それから語り部はフリーザに変わり禁止区域を告げられる。
北海道と宮崎県。幸いどちらも大阪から遠く関係ない、だが地図に素早く『1日目午前8時禁止』と記した。
口調からバーン、フリーザの性格の一端を掴んだ妲己だが、まだまだ情報不足。確定的な事は何も言えない。
ハーデスは無口だったため何も言わず、妲己は残念がる。
そして最後にバーンから告げられた言葉に妲己は唇を噛んだ。

『脱落者の中には、その『仲間』に裏切られて命を落とした者もいるのだぞ?』

余計な事を。
妲己とて可能ならカズキや遊戯も連れて脱出してやってもいいと思っている。
だが自分の身が危機にさらされた場合、容赦無く2人を見殺しにするつもりでいた。
時によっては――脱出方法が優勝者になる事だけだとしたら、適切な時に2人を自らの手で殺すつもりでもあった。
(まあいいわん。
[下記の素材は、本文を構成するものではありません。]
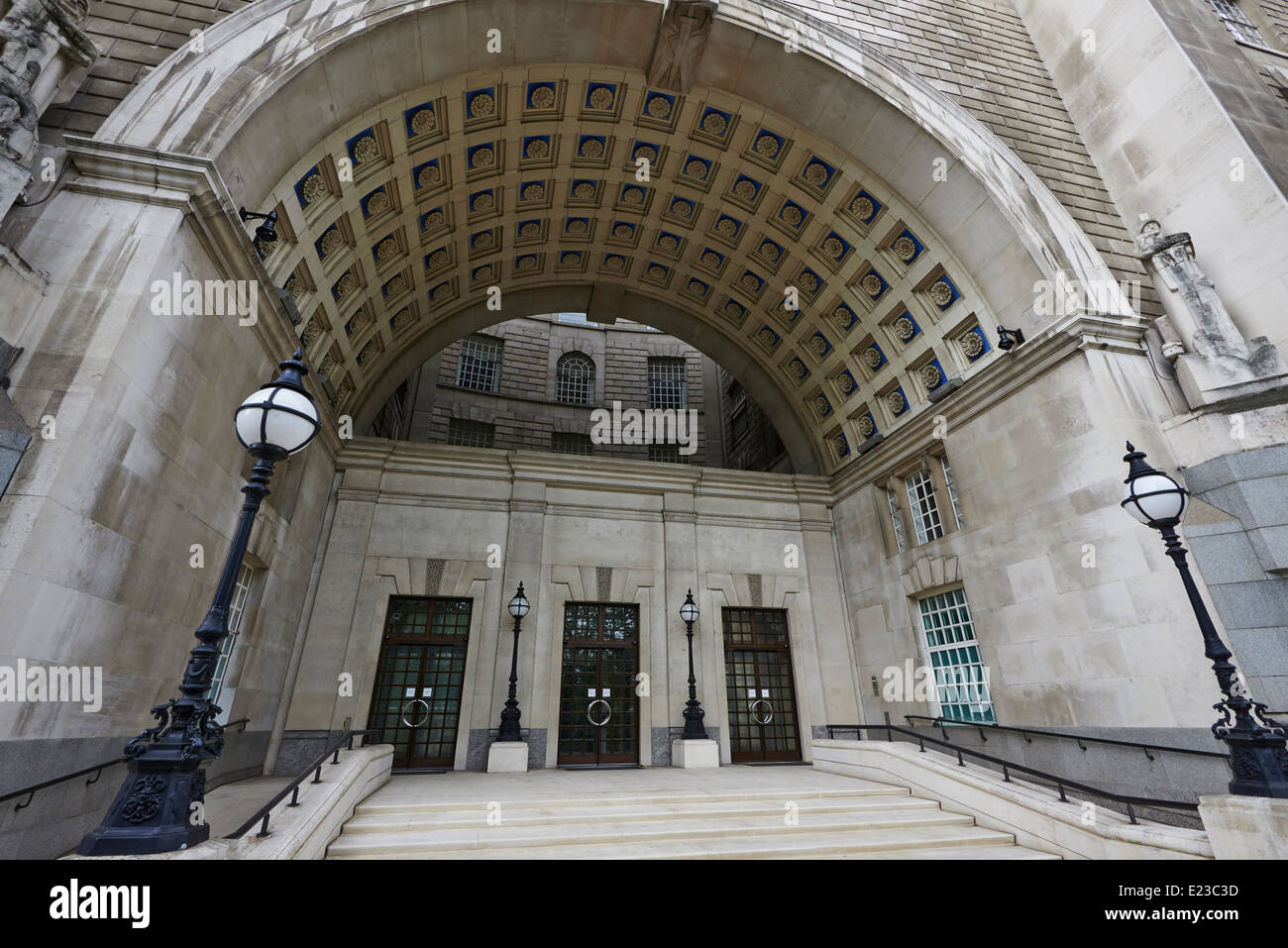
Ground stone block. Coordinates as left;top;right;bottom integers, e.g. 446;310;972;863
486;741;528;774
1199;793;1288;859
671;739;720;769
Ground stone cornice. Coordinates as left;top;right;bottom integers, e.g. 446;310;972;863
327;438;832;517
832;313;1147;501
65;136;342;459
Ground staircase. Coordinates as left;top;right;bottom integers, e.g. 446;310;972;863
327;767;1057;859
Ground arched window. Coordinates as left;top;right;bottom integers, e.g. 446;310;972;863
555;352;595;404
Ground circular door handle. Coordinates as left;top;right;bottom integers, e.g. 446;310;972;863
587;698;613;728
402;698;429;728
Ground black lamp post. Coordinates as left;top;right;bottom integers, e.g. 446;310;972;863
76;349;322;855
496;582;532;741
1121;442;1288;797
680;588;707;741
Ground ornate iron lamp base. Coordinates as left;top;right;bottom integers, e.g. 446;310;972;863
76;741;211;855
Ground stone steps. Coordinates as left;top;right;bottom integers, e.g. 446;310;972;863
344;794;939;833
327;768;1053;859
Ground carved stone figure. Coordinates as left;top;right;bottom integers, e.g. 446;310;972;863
648;0;716;93
0;0;98;218
1136;214;1288;403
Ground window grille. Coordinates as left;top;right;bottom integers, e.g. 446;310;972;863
550;432;593;455
209;563;255;713
939;458;966;529
648;358;690;408
447;419;496;448
917;588;997;724
456;336;501;391
555;352;595;404
903;471;944;544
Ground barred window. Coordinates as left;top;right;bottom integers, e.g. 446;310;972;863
903;471;944;544
555;352;595;404
550;432;593;455
729;406;747;441
209;563;255;720
648;358;690;408
1210;0;1270;49
880;487;909;553
447;419;496;448
456;336;501;391
917;588;997;724
939;455;966;529
648;445;690;464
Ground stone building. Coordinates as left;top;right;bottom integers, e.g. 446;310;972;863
371;313;724;468
0;0;1288;854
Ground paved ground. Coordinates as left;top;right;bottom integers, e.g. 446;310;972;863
206;777;293;838
368;764;907;803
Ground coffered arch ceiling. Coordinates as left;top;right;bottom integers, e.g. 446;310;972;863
95;0;1127;472
266;72;996;471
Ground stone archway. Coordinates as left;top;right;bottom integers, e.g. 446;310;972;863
75;0;1129;472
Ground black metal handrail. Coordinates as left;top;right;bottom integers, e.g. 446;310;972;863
823;721;1199;825
903;715;1231;760
224;730;378;840
0;717;250;812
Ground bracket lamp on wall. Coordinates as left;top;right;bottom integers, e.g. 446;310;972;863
237;207;277;246
997;326;1024;352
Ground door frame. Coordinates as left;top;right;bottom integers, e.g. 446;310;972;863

2人ともわらわを信用してくれているみたいだし。
 ただ気になるのはわらわの事を知っている人達ねぇん。そこからわらわの本性がバレたらやっかいだわん)
太公望竜吉公主趙公明。妲己の残忍な本性を知る者達。
機会があれば殺しておきたい。しかし太公望には殷周革命という大役がある。
(まあ状況に応じて適切な対処をするとしましょう。ケース・バイ・ケースよぉん)
という訳で妲己は、適切な対処をすべくカズキから離れ遊戯に歩み寄った。

「遊戯ちゃん……」
憐れみたっぷりに言い、壁に背をかけて座り込んでいる遊戯の両肩に手を置く。
「……ごめんなさい、何て言ったらいいかわらわには分からないわん」
呆然と宙を見つめていた遊戯の瞳に色が戻る。目の前で妲己が、顔をそむけて泣いていたからだ。
出会ったばかりの自分の友達の死に、彼女自身は一度も見た事のない城之内君の死に、
“心”から涙を流している……
「妲っ……己、さん……」
城之内の死を悲しむ気持ちと、妲己の優しさへの感謝の気持ちが、涙となって遊戯の両目から流れ出す。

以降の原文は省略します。